As Uncle Bob correctly states, the mapping performed by ORM does not fill relational tables by starting from objects, but from the internal data model used by a language to represent objects in memory. This means an ORM usually requires access to all the private fields of objects, compromising encapsulation.
However, it is misleading to think that an ORM does not work on objects as input and output as it often performs much work to try to keep the object model intact. It accesses fields by reflection to avoid forcing your properties to be public; it substitutes Proxies instead of real objects to avoid the instantiation of a large object graph; and after all, it recreates instances of your favorite classes, not giving you a generic ResultSet object but conforming to your API instead.
Let's try a thought experiment: suppose you are able to take a periodical snapshot of RAM (every second, for example, could be enough for many web applications with non-critical data).
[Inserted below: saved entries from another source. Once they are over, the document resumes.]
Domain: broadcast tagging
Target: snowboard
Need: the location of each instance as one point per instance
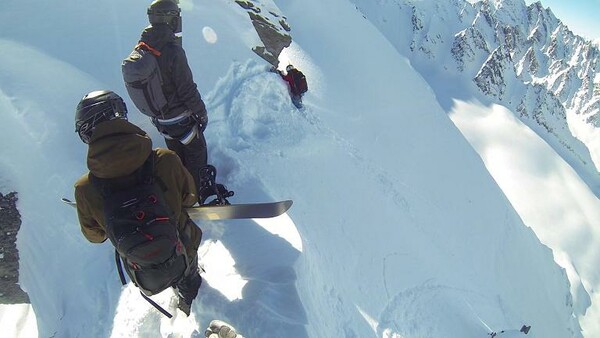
(231, 211)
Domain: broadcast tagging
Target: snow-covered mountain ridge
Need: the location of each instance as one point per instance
(519, 56)
(397, 229)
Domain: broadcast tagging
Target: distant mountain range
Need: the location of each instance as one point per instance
(522, 57)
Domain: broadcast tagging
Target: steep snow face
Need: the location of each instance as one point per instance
(397, 228)
(525, 59)
(487, 42)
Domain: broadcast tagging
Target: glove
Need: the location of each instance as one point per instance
(202, 120)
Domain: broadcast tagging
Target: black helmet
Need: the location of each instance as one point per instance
(96, 107)
(167, 12)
This means in languages such as Java and .NET you can keep, with enough memory, your whole object graph as instantiated objects instead of as rows on a disk of a database server.
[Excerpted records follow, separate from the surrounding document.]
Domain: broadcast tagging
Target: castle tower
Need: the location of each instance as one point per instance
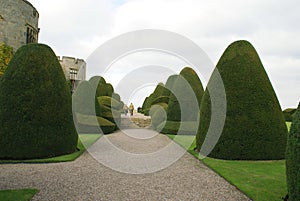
(74, 69)
(18, 23)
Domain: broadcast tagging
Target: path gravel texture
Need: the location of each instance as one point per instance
(88, 179)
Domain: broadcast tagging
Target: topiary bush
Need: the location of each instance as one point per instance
(158, 114)
(254, 128)
(186, 94)
(293, 159)
(36, 111)
(83, 100)
(149, 100)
Here are the relational mapping features that you lose in this situation:
- the memory savings: you have to allocate as much RAM as is needed for all the objects, even if you use only a small working set of them at any time.
- incidentally, this means you have to keep your objects on a single machine as the various pointers/handlers connecting them cannot cross between machines without some abomination such as RMI/SOAP/insert your favorite remote procedure call protocol. I think secondary servers (a read-only copy of your object graph) and sharding (partitioning Aggregates into your object model) could still be possible.
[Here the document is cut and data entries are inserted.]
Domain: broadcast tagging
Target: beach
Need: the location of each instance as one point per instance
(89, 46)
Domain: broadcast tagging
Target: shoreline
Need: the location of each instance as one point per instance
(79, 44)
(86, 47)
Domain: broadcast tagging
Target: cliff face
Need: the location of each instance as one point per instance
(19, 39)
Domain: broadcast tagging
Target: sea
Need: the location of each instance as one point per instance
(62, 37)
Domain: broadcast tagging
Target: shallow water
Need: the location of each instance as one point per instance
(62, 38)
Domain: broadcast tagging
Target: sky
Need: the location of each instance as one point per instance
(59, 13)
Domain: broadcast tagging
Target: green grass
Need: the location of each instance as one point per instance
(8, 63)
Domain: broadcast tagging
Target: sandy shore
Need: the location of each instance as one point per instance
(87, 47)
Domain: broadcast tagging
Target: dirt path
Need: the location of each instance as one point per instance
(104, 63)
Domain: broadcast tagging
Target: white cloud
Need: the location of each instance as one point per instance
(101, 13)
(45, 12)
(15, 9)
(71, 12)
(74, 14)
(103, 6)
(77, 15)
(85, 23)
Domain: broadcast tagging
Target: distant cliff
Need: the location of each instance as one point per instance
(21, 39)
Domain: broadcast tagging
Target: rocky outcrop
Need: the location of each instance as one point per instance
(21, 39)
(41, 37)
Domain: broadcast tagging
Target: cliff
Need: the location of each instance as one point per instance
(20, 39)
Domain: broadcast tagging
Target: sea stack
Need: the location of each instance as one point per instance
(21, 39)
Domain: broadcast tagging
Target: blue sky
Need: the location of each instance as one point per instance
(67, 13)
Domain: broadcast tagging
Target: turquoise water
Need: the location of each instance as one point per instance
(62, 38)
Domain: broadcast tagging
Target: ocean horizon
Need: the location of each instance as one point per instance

- querying on B-trees or other indexing data structures cannot be performed. By default, every search on your object model different from finding by id is a linear search; unless you take the time to introduce and maintain several additional data structures in your Repository classes.
- you cannot perform transactions over multiple objects, even inside a single Aggregate containing just a few of them. Not only this means in case of exceptions your object may end up in an inconsistent state, but you have to resort to synchronization to avoid exposing changes to one object in the aggregate while the others still have to be updated.
- whenever you update the code of a class on a production system, you need to hot swap the code in while ensuring retrocompatibility with the other classes involved. How to swap it in is a non-trivial problem and requires an API in your object model (Erlang does this with functions, safely).
On the other hand, to provide all these features ORMs and relational databases put strong constraints on your object model. Now think of your object model first, it's a very good discipline to limit of the influence of these relational constraints; but if you fail to adapt the object model to its datastore (being it relational or NoSQL-based), you fail at reality and may lose the powerful ORM features listed above (such as *querying*). This is indeed intended in some architectural styles, but all architectural styles have limits of applicability.
ORMs puts the following constraints:
- Only Entities and Value Objects can be persisted in them, as objects modelling the state of your application and the behavior that can be kept in them.
- This also means there is a standard bag of tricks to establish outward references from Entities and Value Objects when they are thawed from the data store (such as a Service Locator, __wakeup() nethods, or hooks in the reconstitution process).
- Data structures which were unlimited in size while in memory such as strings, usually have to be given a maximum size for performance reasons (char(16), varchar(255) instead of longtext).
- Objects modelling machine resources cannot be persisted since they cannot be synchronized with the machine freeing them; say goodbye to Memcache connections, or opened files.
- There has to be a way to build an object from state instead of its public API, such as a no-arguments constructor (some languages are more flexible on this).
There are good reasons for ORMs to require this from object models they have to persist: otherwise ORMs would be impossible to build or even more complex than now, which is telling.
Despite all our conceptual discussions, Von Neumann doesn't care: machines only execute a list of instructions for the CPU whether they violate the architecture or not. It is a violation of "pure" object modeling to use ORMs to persist them; but so are all the nice features we get from this architectural style, and we usually don't want to renounce to them.